16. As far as the findings recorded by the Claims Tribunal regarding the contributory negligence of the Jeep driver is concerned, it is clear from a bare perusal of the statement of eye-witness Ransai (NAW-2), that the Bus driver alone was responsible for the alleged accident. The said eye-witness, who was sit just besides the driver, has stated very specifically that he (Jeep-driver) had given the side to the said "Rajdhani Bus" which was coming from the opposite side. In cross-examination, he has stated suo motu further that the driver of the said Bus had virtually not given the side. All these material piece of evidence were not scanned in its true perspective by the Claims Tribunal while arriving to a said conclusion. Therefore, the findings of the Tribunal holding that the Jeep driver was also and equally responsible for the alleged accident cannot be upheld. I, therefore, set aside the same and consequently held that the alleged accident was occurred solely on account of rash and negligent driving of the Bus driver.

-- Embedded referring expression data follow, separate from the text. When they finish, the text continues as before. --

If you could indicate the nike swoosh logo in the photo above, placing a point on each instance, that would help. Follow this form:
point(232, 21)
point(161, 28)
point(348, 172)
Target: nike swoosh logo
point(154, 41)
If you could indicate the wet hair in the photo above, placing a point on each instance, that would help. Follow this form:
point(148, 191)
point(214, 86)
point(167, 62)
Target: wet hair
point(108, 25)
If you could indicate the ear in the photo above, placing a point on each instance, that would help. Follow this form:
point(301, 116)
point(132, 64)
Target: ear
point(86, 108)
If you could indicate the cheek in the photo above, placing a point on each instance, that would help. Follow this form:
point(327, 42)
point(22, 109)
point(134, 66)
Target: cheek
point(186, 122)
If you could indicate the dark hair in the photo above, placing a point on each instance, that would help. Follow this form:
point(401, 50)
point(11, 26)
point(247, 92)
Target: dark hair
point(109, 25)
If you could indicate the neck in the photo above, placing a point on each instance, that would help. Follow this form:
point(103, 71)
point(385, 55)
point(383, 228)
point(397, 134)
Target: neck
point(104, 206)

Resultantly, the driver of the Bus (since deceased, hence deleted from the cause-title), owner and appellant/National Insurance Company Limited of the Bus alone would jointly and severally be liable for the alleged accident and would liable to pay the entire amount of compensation as assessed by the Tribunal to the claimants. 17. Consequently, the appeal, being M.A. No. 986 of 2004 filed by the appellant/National Insurance Company Limited is dismissed and the appeal being M.A. No. 1104 of 2004 filed by the appellant/owner of the Jeep-Yogesh Kumar Gupta is hereby allowed with the aforesaid modification. 18. There shall be no order as to costs.